PROMPT: A Pre-registered Randomized Protocol for Component-Level Evaluation of Clinical AI Prompts
Pith reviewed 2026-06-26 09:45 UTC · model grok-4.3
The pith
PROMPT protocol isolates effects of single prompt components in clinical AI using randomized matched controls.
A machine-rendered reading of the paper's core claim, the machinery that carries it, and where it could break.
Core claim
PROMPT applies pre-specification, randomization, matched controls, dismantling, and decision rules to evaluate prompt components separately. In the synthetic task the full prompt reached 98.6 percent accuracy while removal of the decoding rule dropped performance to 50.1 percent; a rule-only arm matched the full prompt, the prohibited-reasoning block showed no effect, and scaffolding without the rule underperformed the vehicle. The same error phenotype appeared on mammographic images, although the rule benefit was smaller and did not meet the pre-specified threshold.
What carries the argument
Matched controls that remove one active component while preserving framing, structure, and output format.
If this is right
- A decoding rule alone accounts for the full accuracy gain observed with the complete prompt.
- A prohibited-reasoning safety block produces no measurable benefit.
- Prompt scaffolding without the task-specific rule reduces performance relative to a minimal vehicle prompt.
- A canonical orientation error pattern appears consistently in arms lacking the rule.
- Component effects observed on synthetic tasks attenuate when transferred to real medical images.
Where Pith is reading between the lines
- The protocol could be adapted to test prompt-component interactions in multi-turn clinical dialogues.

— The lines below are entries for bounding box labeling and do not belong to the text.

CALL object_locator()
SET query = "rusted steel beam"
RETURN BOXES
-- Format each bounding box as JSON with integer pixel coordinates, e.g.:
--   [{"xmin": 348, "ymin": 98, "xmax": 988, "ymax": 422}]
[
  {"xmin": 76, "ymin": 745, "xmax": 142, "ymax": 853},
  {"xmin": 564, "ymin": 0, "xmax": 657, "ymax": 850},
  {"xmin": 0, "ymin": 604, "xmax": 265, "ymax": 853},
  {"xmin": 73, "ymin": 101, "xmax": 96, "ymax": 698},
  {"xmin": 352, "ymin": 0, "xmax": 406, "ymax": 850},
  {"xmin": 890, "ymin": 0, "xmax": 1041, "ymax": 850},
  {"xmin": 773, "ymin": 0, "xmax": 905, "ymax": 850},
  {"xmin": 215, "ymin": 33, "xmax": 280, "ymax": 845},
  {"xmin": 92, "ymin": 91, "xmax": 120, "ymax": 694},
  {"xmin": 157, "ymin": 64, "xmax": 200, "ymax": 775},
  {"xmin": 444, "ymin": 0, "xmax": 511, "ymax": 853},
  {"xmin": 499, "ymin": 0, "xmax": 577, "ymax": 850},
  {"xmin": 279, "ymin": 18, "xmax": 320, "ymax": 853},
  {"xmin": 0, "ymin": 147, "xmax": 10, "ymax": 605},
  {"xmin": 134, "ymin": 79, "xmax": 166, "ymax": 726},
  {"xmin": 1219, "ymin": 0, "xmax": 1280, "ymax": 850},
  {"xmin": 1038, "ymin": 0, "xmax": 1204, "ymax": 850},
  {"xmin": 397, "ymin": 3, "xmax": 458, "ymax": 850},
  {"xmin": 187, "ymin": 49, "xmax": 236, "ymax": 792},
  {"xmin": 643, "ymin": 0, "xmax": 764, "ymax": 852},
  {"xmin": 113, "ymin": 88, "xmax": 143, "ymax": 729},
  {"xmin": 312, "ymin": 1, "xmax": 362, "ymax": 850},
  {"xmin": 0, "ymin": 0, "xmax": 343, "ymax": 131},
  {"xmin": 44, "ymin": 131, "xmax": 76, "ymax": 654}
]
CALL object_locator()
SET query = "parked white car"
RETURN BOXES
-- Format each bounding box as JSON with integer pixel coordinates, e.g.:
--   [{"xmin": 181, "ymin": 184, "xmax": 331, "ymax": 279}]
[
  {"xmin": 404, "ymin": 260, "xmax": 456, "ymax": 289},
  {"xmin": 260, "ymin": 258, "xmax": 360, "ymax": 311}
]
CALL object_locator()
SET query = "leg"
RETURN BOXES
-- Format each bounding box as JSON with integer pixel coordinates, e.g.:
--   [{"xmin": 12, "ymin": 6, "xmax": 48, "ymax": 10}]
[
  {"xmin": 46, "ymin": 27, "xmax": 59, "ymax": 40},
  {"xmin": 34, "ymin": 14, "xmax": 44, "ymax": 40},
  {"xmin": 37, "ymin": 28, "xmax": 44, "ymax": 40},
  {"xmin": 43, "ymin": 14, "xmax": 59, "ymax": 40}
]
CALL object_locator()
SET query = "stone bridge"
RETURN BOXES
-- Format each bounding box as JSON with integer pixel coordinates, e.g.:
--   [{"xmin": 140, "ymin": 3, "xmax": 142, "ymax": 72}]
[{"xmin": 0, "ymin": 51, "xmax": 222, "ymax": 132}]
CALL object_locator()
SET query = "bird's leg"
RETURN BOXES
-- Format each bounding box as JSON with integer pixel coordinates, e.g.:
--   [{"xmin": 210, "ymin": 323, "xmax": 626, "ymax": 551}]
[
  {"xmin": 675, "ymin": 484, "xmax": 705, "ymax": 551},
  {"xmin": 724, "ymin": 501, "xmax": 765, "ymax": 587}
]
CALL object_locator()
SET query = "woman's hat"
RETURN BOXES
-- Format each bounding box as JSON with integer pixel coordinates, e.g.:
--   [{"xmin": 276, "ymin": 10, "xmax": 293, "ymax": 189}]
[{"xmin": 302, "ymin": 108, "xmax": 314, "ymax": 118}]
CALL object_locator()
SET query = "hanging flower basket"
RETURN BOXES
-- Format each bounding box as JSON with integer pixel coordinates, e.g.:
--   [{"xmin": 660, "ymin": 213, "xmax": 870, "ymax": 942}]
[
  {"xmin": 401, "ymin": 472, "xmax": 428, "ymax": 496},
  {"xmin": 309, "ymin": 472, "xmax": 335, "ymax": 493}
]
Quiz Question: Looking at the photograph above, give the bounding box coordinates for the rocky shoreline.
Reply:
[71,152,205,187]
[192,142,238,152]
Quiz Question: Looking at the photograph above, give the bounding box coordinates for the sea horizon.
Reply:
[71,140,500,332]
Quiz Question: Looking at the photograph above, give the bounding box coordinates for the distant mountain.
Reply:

- Regular use of component dismantling before deployment would surface model-specific priors that whole-prompt tests miss.
- Decision thresholds in the protocol may require recalibration when moving from synthetic to real clinical data distributions.
Load-bearing premise
Matched controls can remove a single component without introducing new confounds or changing the model's response in unaccounted ways.
What would settle it
A replication in which removing the decoding rule produces no accuracy drop while all other elements stay fixed would indicate the controls failed to isolate the component.
Figures
read the original abstract
BACKGROUND:Prompt engineering shapes medical AI outcomes, but prompt components are rarely tested as clinical interventions. We developed PROMPT (Pre-registered Randomized Outcome Measurement for Prompt Testing), a protocol using pre-specification, randomization, matched controls, dismantling, and decision rules.METHODS:Two pre-registered demonstrations used Claude Sonnet 4.6. Exp 1 used a synthetic tumbling-E orientation task: 630-trial main study, 480-trial dismantling study, and 1,050-trial 2x2 factorial extension. Exp 2 used the same arms on 16 label-masked CBIS-DDSM mammographic crops in four orientations: 256 confirmatory trials and a 64-trial Arm E extension. Matched controls removed the active component while preserving framing, structure, and output format.RESULTS:PROMPT identified beneficial, inactive, harmful, and task-dependent effects. In Exp 1, the full prompt achieved 98.6% orientation accuracy; removing the decoding rule reduced accuracy to 50.1% (difference, +48.5 pp; 95% CI, +43.2 to +53.7; P<0.001). A rule-only arm matched the full prompt (maximum difference, 2.3 pp), identifying the decoding rule as the sole measurable active component. A prohibited-reasoning block assumed to improve safety was inactive, an effect missed by whole-prompt comparison. Scaffolding without the task-specific rule underperformed the vehicle prompt, showing prompt structure alone was harmful. Exp 1 revealed a canonical-RIGHT error phenotype in no-rule arms, consistent with a RIGHT-orientation prior. In Exp 2, the phenotype recurred on mammographic images, but the rule's benefit was attenuated and did not meet the threshold (+14.1 pp; bootstrap 95% CI, -3.1 to +29.7; post-hoc mixed-model 95% CI, +3.5 to +24.6).CONCLUSION:PROMPT revealed component effects missed by whole-prompt evaluations, identifying safety vulnerabilities and performance failures before clinical AI deployment.
Editorial analysis
A structured set of objections, weighed in public.
Referee Report
Summary. The manuscript introduces the PROMPT protocol, a pre-registered randomized dismantling design with matched controls for component-level evaluation of clinical AI prompts. Two demonstration experiments on Claude Sonnet 4.6 are reported: Exp 1 (synthetic tumbling-E task, 630+480+1050 trials) identifies the decoding rule as the sole active component (98.6% to 50.1% accuracy) while a prohibited-reasoning block is inactive; Exp 2 (mammographic crops, 256+64 trials) shows attenuated and non-threshold effects with recurrence of a RIGHT-orientation error phenotype.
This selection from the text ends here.